Wien (OTS) - Die AK kritisiert die Spesen beim Geldwechseln
sowie die Manipulationsgebühr für Zahlungen mit der Kreditkarte im Euroland: Geldumwechseln muß deutlich billiger werden, und auch
die Kreditkartenfirmen müssen die Vorteile aus dem Euro an die Konsumenten weitergeben, verlangen die AK Konsumentenschützer. Aussagen der Kreditkartenfirmen, die auf ihre Manipulationsgebühr bestehen wollen, bezeichnen die AK Konsumentenschützer als nicht gerechtfertigt.

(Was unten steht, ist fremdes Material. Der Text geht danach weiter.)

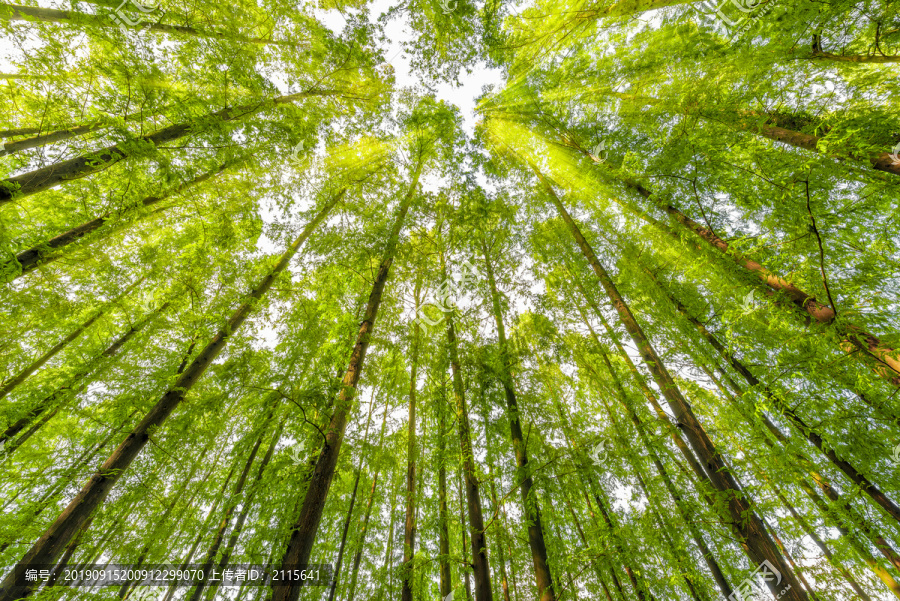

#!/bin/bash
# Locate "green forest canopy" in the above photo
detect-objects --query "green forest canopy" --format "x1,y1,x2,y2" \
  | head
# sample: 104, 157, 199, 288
0, 0, 900, 601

Tip der AK: Übriggebliebene Auslandswährungen von Euroländern wechselt die Österreichische Nationalbank kostenlos in Schilling zurück. ****

Die AK Konsumentenschützer zeigen sich enttäuscht darüber, daß die Spesen beim Geldwechseln nicht deutlich geringer wurden. Bereits eine Erhebung der AK im Sommer '98 zeigte, daß die Banken Spesen zwischen 0,375 bis 2 Prozent verlangen. Da es nun in den Euroländern einen einheitlichen Kurs gibt, müssen die Wechselspesen billiger werden, verlangen die AK Konsumentenschützer. Die AK rät Verbrauchern: Übriggebliebene Urlaubswährungen aus Euroländern wechselt die Österreichische Nationalbank in Schilling kostenlos zurück.

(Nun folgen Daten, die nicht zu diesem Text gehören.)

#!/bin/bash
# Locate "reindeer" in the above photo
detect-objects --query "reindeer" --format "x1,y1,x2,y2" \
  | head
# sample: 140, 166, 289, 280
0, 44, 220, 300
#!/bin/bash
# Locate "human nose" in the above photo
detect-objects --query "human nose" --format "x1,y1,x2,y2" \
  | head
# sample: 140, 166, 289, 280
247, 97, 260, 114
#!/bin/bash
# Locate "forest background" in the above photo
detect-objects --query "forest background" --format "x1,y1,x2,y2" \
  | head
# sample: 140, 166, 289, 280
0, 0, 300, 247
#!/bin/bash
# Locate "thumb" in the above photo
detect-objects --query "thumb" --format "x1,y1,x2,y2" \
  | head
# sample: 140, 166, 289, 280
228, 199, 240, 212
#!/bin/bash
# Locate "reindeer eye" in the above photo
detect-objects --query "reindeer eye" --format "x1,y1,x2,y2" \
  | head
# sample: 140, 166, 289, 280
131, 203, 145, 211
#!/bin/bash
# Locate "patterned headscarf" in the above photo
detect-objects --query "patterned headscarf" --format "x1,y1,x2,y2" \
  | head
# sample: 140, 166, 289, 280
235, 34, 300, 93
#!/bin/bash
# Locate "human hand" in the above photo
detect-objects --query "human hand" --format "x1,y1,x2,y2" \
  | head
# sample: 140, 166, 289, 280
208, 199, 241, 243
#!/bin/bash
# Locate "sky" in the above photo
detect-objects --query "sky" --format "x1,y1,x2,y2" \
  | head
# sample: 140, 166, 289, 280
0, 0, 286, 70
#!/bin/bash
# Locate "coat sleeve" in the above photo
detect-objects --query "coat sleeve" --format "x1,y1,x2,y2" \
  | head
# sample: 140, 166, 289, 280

Die AK kritisiert erneut die Manipulationsgebühr der Kreditkartenunternehmen bei Zahlungen im Euro-Ausland: Ab 1.
Jänner 1999 ist der Euro die Währung für die 11 Euro-Länder und daher ist Aufrechterhaltung der einprozentigen Devisengebühr für Zahlungen mit der Kreditkarte in den Euroländern nicht gerechtfertigt, bekräftigen die AK Konsumentenschützer.
Die AK Konsumentenschützer empfehlen deshalb als Notwehraktivität den Kreditkartenbesitzern in "Euro-Ländern" wenn möglich in Euro zu bezahlen und bei Verrechnung einer Devisenprovision diese innerhalb der in den Allgemeinen Geschäftsbedingungen vorgesehenen Frist zu beeinspruchen.